The commissioners agreed that not only Wednesday's applications, but others in the month-long application process should not be held or governed by the policy that emerges from the county's nascent look at high-rise issues.

"Once a project has reached this point with all the approval and etcetera, I don't think we have the right to suddenly change the rules," Commissioner Myrna Williams said. "I'm very concerned that we don't let people come in, make applications, make investments, then (county commissioners) suddenly turn around and say they can't do it."

Because any building taller than 100 feet requires commission approval, the board still has the discretion to say no to a bad project, commissioners noted.

Rod Allison, Clark County assistant planning manager, told the commissioners that a new committee of "stakeholders" with an interest in the issue of high-rises should come back to the commission in 60 to 90 days with policy recommendations on location and heights.
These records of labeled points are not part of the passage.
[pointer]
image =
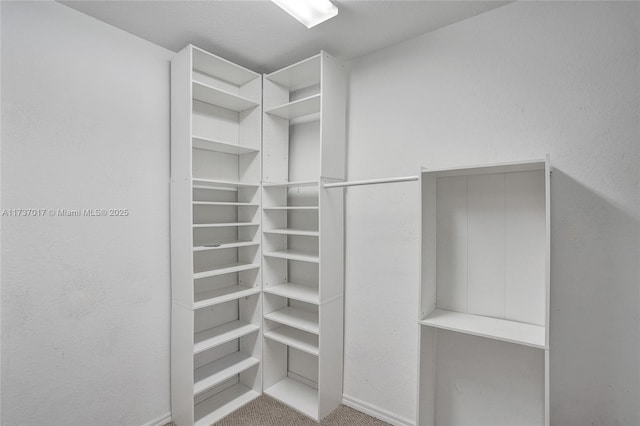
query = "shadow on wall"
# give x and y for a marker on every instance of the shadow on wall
(595, 305)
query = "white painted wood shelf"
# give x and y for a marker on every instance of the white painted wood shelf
(226, 269)
(224, 225)
(202, 183)
(310, 208)
(224, 333)
(216, 253)
(294, 255)
(292, 183)
(493, 328)
(303, 148)
(484, 294)
(223, 295)
(298, 108)
(292, 231)
(201, 142)
(296, 318)
(225, 245)
(294, 338)
(224, 204)
(302, 292)
(216, 372)
(212, 95)
(297, 395)
(222, 404)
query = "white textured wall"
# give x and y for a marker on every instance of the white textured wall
(512, 84)
(85, 300)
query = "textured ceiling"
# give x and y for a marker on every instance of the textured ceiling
(262, 37)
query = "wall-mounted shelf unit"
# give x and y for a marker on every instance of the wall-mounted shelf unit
(484, 304)
(303, 147)
(216, 343)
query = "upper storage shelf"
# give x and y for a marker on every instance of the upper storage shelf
(485, 251)
(212, 95)
(211, 65)
(219, 82)
(299, 75)
(298, 108)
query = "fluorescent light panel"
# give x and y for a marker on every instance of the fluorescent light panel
(309, 12)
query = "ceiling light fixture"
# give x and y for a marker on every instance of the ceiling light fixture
(309, 12)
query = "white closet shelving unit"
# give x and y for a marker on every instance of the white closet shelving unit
(484, 304)
(303, 147)
(216, 342)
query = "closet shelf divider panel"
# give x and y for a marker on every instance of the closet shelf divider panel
(216, 257)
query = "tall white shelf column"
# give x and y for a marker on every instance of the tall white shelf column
(216, 317)
(484, 303)
(303, 262)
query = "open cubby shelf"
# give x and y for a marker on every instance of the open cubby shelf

He told the commission that the group of about 10 people would work with the Clark County Growth Task Force, which is tackling similar issues but will not produce policy recommendations before the end of the year.
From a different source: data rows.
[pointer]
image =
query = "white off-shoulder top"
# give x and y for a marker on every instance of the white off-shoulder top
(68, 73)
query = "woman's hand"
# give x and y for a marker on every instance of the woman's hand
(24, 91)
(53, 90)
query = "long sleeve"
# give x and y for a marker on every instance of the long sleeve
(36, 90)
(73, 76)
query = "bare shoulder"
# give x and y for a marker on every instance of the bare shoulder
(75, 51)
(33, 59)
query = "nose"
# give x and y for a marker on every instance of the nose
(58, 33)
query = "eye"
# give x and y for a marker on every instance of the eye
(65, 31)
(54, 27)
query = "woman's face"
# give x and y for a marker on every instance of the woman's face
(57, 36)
Several requests from community activists were not incorporated into the commission's direction to staff. Lisa Mayo-De Riso, a board member of Scenic Nevada, a nonprofit group, asked that proposals already in the planning-approval pipeline be held until after any new policy is adopted.

She noted that a proposal to build two 275-foot towers at Durango Drive and the Las Vegas Beltway is scheduled to come before the county commission Sept. 8. Her group opposes those high-rises, arguing that the west side of the valley should have lower height restrictions.
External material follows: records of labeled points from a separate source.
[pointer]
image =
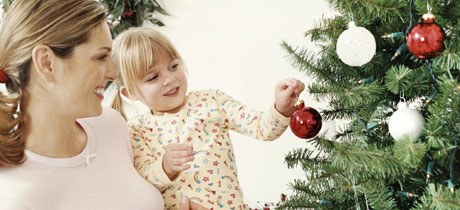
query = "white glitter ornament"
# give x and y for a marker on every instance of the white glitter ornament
(405, 122)
(356, 46)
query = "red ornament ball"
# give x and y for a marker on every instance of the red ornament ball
(305, 121)
(425, 40)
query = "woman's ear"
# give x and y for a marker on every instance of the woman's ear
(42, 58)
(125, 92)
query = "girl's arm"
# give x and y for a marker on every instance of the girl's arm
(267, 125)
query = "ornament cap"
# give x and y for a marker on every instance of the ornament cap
(351, 24)
(428, 17)
(300, 104)
(402, 105)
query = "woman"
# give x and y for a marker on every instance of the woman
(55, 61)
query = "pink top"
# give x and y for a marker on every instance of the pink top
(101, 177)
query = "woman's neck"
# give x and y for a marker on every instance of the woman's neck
(49, 133)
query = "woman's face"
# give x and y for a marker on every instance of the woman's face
(83, 76)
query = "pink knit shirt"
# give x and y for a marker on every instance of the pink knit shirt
(101, 177)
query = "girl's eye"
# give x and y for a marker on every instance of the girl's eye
(173, 67)
(152, 78)
(102, 58)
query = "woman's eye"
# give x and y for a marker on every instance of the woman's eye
(174, 66)
(102, 58)
(152, 78)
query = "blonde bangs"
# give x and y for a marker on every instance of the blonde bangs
(137, 50)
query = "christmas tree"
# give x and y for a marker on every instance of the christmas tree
(386, 156)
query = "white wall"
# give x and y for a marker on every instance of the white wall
(234, 46)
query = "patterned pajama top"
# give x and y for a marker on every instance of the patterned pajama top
(204, 122)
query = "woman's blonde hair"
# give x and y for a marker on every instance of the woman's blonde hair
(135, 51)
(61, 25)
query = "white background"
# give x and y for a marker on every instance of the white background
(235, 46)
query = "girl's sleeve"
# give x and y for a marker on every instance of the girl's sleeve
(267, 125)
(148, 164)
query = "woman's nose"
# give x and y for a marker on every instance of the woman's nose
(168, 80)
(111, 73)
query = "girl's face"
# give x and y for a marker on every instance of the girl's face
(163, 88)
(80, 84)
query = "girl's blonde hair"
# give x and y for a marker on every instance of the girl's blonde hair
(61, 25)
(135, 51)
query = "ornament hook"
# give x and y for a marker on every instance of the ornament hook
(428, 7)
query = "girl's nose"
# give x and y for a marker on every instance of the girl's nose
(110, 73)
(168, 80)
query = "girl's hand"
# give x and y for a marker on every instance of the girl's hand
(186, 204)
(176, 155)
(287, 92)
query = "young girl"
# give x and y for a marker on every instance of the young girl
(183, 145)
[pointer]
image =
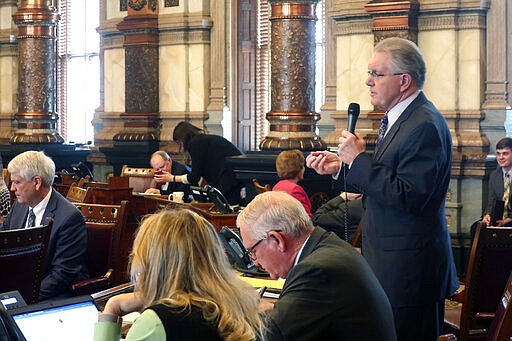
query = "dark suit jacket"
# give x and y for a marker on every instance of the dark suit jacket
(496, 189)
(208, 154)
(405, 235)
(65, 260)
(177, 168)
(331, 294)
Borgel, who has represented a host of the skyscraper requests, said it would be unfair to apply the rules to buildings already in the process of getting approvals. Commissioners agreed.

Carolyn Edwards, a Spring Valley community activist, asked that at least two citizens be included in the 10-person stakeholders group that Allison is forming.

Commissioners did not directly respond to Edwards request, but Allison, following the commission meeting, said the committee would be diverse. Among those on the committee would be representatives of the Regional Transportation Commission, the Clark County School District, a town advisory board, the Clark County steering committee for master plans, and three architects representing firms that build high rises, mid-range buildings of a dozen stories as well as smaller structures, he said.

He said one or two citizen-activists might be included on the panel, for which a meeting date has not been set.

Commissioner Mary Kincaid-Chauncey had several more requests of the planning staff. She wanted to ensure that developers and her colleagues have a voice in any new policies before they go to a public hearing.

"I hope that when we're going through all these regulations and things that we do get some input from those that are building them," she said. "We don't want to set anybody up for failure."

Kincaid-Chauncey asked for a briefing three or four weeks before the issue comes before the commission for action "to see if it's going in the direction we want it to go."

She added that she does not like "correcting" policy recommendations in the public commission meetings.

Edwards said that if commissioners raise objections to the policy recommendations coming from the stakeholders group, then the public has a right to know what those are.

"It would be nice if that briefing and those objections were discussed in a public forum," Edwards said.